All were from past projects done over the course of my life. The little snippets of words tell a small fraction of my life, at least regarding my artworks and design, dealing with the subject of our alter egos via Masks, costumes, decor, and jewelry in the same theme, of Costumery / Masquerade.

On the left pages, is a real story, about what inspired the Coloring Illustrations, The Origin Story. Opposite to each story is the full-page illustration on the right pages. The back sides of each page are intentionally blank.
“This Book Belongs to:” is included as the first page you see when you open the book. It is also an extra coloring page.
The Cover Page is considered page 1, Page 3 is the “This Book Belongs to:” panel. Pages 6,7, 10 and 11 are the Pictorial Table of Contents showing the Coloring pages as Thumbnails and what page you can find them on. At the back of the book are Color Test Charts. There are 34 Coloring Panels and 34 Origin Stories. The backs of each page are numbered, even though they are blank.

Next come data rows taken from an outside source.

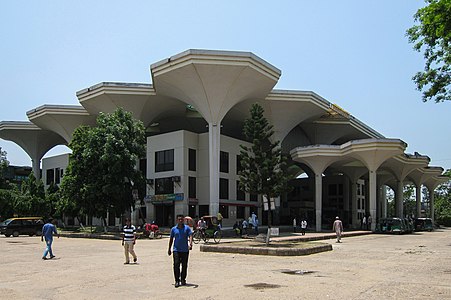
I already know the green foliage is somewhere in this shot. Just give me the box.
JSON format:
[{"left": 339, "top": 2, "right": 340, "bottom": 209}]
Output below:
[
  {"left": 0, "top": 147, "right": 9, "bottom": 189},
  {"left": 403, "top": 184, "right": 417, "bottom": 216},
  {"left": 406, "top": 0, "right": 451, "bottom": 102},
  {"left": 239, "top": 103, "right": 291, "bottom": 224},
  {"left": 0, "top": 189, "right": 17, "bottom": 221},
  {"left": 57, "top": 108, "right": 145, "bottom": 218},
  {"left": 13, "top": 173, "right": 51, "bottom": 217},
  {"left": 434, "top": 169, "right": 451, "bottom": 226}
]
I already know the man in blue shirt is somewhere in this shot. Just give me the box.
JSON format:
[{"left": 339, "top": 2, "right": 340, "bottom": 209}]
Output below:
[
  {"left": 41, "top": 219, "right": 60, "bottom": 260},
  {"left": 168, "top": 215, "right": 193, "bottom": 288}
]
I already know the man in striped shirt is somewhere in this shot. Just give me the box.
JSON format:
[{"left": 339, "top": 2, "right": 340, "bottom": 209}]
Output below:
[{"left": 122, "top": 218, "right": 138, "bottom": 265}]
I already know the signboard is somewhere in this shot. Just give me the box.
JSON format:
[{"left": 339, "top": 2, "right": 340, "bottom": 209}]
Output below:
[
  {"left": 263, "top": 196, "right": 276, "bottom": 211},
  {"left": 144, "top": 193, "right": 184, "bottom": 203}
]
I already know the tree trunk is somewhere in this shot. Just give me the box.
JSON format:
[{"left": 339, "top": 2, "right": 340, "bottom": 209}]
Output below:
[{"left": 266, "top": 202, "right": 272, "bottom": 246}]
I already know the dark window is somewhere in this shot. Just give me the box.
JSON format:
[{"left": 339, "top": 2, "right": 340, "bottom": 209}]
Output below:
[
  {"left": 329, "top": 184, "right": 337, "bottom": 196},
  {"left": 219, "top": 205, "right": 229, "bottom": 219},
  {"left": 236, "top": 180, "right": 246, "bottom": 201},
  {"left": 188, "top": 205, "right": 197, "bottom": 218},
  {"left": 55, "top": 168, "right": 61, "bottom": 184},
  {"left": 219, "top": 178, "right": 229, "bottom": 199},
  {"left": 219, "top": 151, "right": 229, "bottom": 173},
  {"left": 188, "top": 177, "right": 196, "bottom": 198},
  {"left": 155, "top": 149, "right": 174, "bottom": 172},
  {"left": 236, "top": 155, "right": 243, "bottom": 174},
  {"left": 139, "top": 158, "right": 147, "bottom": 178},
  {"left": 46, "top": 169, "right": 55, "bottom": 185},
  {"left": 250, "top": 194, "right": 258, "bottom": 201},
  {"left": 199, "top": 205, "right": 210, "bottom": 217},
  {"left": 155, "top": 177, "right": 174, "bottom": 195},
  {"left": 236, "top": 206, "right": 245, "bottom": 219},
  {"left": 188, "top": 149, "right": 196, "bottom": 171}
]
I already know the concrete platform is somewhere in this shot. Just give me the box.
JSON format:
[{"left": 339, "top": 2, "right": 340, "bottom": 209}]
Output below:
[{"left": 200, "top": 231, "right": 371, "bottom": 256}]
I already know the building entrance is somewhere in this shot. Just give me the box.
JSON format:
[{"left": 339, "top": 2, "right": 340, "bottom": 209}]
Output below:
[{"left": 154, "top": 202, "right": 175, "bottom": 227}]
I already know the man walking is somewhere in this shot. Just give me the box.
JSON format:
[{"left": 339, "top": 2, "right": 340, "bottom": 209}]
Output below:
[
  {"left": 41, "top": 219, "right": 60, "bottom": 260},
  {"left": 168, "top": 215, "right": 193, "bottom": 288},
  {"left": 332, "top": 216, "right": 343, "bottom": 243},
  {"left": 301, "top": 219, "right": 307, "bottom": 235},
  {"left": 122, "top": 218, "right": 138, "bottom": 265}
]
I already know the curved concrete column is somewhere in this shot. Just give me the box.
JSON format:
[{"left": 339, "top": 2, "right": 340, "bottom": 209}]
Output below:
[
  {"left": 208, "top": 123, "right": 221, "bottom": 216},
  {"left": 290, "top": 146, "right": 340, "bottom": 232},
  {"left": 27, "top": 104, "right": 96, "bottom": 144},
  {"left": 340, "top": 167, "right": 367, "bottom": 228},
  {"left": 0, "top": 121, "right": 67, "bottom": 179},
  {"left": 395, "top": 181, "right": 404, "bottom": 218}
]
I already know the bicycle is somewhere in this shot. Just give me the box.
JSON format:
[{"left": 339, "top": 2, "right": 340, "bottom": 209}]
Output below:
[{"left": 193, "top": 229, "right": 222, "bottom": 244}]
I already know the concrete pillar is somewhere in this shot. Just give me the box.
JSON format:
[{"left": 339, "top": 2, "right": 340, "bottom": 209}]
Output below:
[
  {"left": 349, "top": 180, "right": 360, "bottom": 228},
  {"left": 395, "top": 181, "right": 404, "bottom": 218},
  {"left": 368, "top": 170, "right": 377, "bottom": 231},
  {"left": 429, "top": 189, "right": 435, "bottom": 224},
  {"left": 380, "top": 185, "right": 387, "bottom": 218},
  {"left": 208, "top": 123, "right": 221, "bottom": 216},
  {"left": 415, "top": 184, "right": 421, "bottom": 218},
  {"left": 315, "top": 173, "right": 323, "bottom": 232},
  {"left": 31, "top": 157, "right": 41, "bottom": 179}
]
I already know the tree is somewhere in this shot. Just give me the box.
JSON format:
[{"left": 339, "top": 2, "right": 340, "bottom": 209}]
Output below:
[
  {"left": 403, "top": 184, "right": 417, "bottom": 216},
  {"left": 434, "top": 169, "right": 451, "bottom": 226},
  {"left": 14, "top": 173, "right": 51, "bottom": 218},
  {"left": 239, "top": 103, "right": 291, "bottom": 243},
  {"left": 57, "top": 108, "right": 145, "bottom": 225},
  {"left": 0, "top": 147, "right": 9, "bottom": 189},
  {"left": 406, "top": 0, "right": 451, "bottom": 103}
]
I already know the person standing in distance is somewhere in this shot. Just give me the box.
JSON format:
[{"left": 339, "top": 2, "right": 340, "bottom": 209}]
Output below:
[
  {"left": 41, "top": 219, "right": 60, "bottom": 260},
  {"left": 301, "top": 219, "right": 307, "bottom": 235},
  {"left": 122, "top": 218, "right": 138, "bottom": 265},
  {"left": 168, "top": 215, "right": 193, "bottom": 288},
  {"left": 332, "top": 216, "right": 343, "bottom": 243}
]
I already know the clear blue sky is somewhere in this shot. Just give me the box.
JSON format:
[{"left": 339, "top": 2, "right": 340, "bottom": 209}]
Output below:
[{"left": 0, "top": 0, "right": 451, "bottom": 169}]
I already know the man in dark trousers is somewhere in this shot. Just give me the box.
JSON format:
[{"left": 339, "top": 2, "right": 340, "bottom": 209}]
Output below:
[
  {"left": 168, "top": 215, "right": 193, "bottom": 288},
  {"left": 41, "top": 219, "right": 60, "bottom": 260}
]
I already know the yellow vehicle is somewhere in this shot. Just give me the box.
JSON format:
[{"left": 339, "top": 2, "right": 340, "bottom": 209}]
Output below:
[{"left": 0, "top": 217, "right": 44, "bottom": 237}]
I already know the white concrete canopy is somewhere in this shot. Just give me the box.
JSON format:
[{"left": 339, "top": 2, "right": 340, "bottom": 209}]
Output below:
[
  {"left": 151, "top": 50, "right": 281, "bottom": 124},
  {"left": 151, "top": 50, "right": 281, "bottom": 215},
  {"left": 381, "top": 153, "right": 430, "bottom": 218},
  {"left": 0, "top": 121, "right": 67, "bottom": 178},
  {"left": 27, "top": 104, "right": 96, "bottom": 143},
  {"left": 290, "top": 139, "right": 407, "bottom": 231}
]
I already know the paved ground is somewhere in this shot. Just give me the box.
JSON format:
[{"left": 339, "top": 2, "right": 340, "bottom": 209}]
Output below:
[{"left": 0, "top": 228, "right": 451, "bottom": 299}]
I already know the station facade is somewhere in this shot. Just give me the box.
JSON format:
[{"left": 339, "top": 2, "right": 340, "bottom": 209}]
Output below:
[{"left": 0, "top": 50, "right": 447, "bottom": 231}]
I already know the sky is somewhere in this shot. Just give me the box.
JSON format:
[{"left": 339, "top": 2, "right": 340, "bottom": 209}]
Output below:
[{"left": 0, "top": 0, "right": 451, "bottom": 170}]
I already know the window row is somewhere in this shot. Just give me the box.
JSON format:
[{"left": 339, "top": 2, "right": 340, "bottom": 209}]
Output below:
[
  {"left": 155, "top": 148, "right": 242, "bottom": 173},
  {"left": 45, "top": 168, "right": 64, "bottom": 185},
  {"left": 155, "top": 176, "right": 258, "bottom": 201}
]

The Thumbnail style Table of Contents was chosen because sometimes flip-throughs don’t give you a full accounting of the images available in a book.
The Thumbnail pages are single sided as well, just in case someone who likes to work on smaller images with lots of detail chooses to color on them.

Coloring Recommendations
I recommend that a sheet of card stock or some other material of your choice be used, behind the page you are coloring, to keep markers from bleeding to the next page or the pencils leaving impressions onto the next page. I also recommend a light touch with the markers, even the best papers can soak up the ink in a hurry. I personally prefer Coloring Pencils, and Watercolor Pencils very lightly wetted. (Wait for any watercolor media, even watercolor pencils to dry before moving on to traditional Coloring Pencils and markers.) Once done, if I need deeper depth or some kind of accent, then I use Markers. The wax or oil base of coloring pencils help mitigate the bleed. Close to the edge of colored-in spaces, I usually move to fineliner markers and/or pens. Some pens and markers can get clogged with the wax or oil. I use a scrap piece of paper to rub the tips onto until the ink begins to flow again.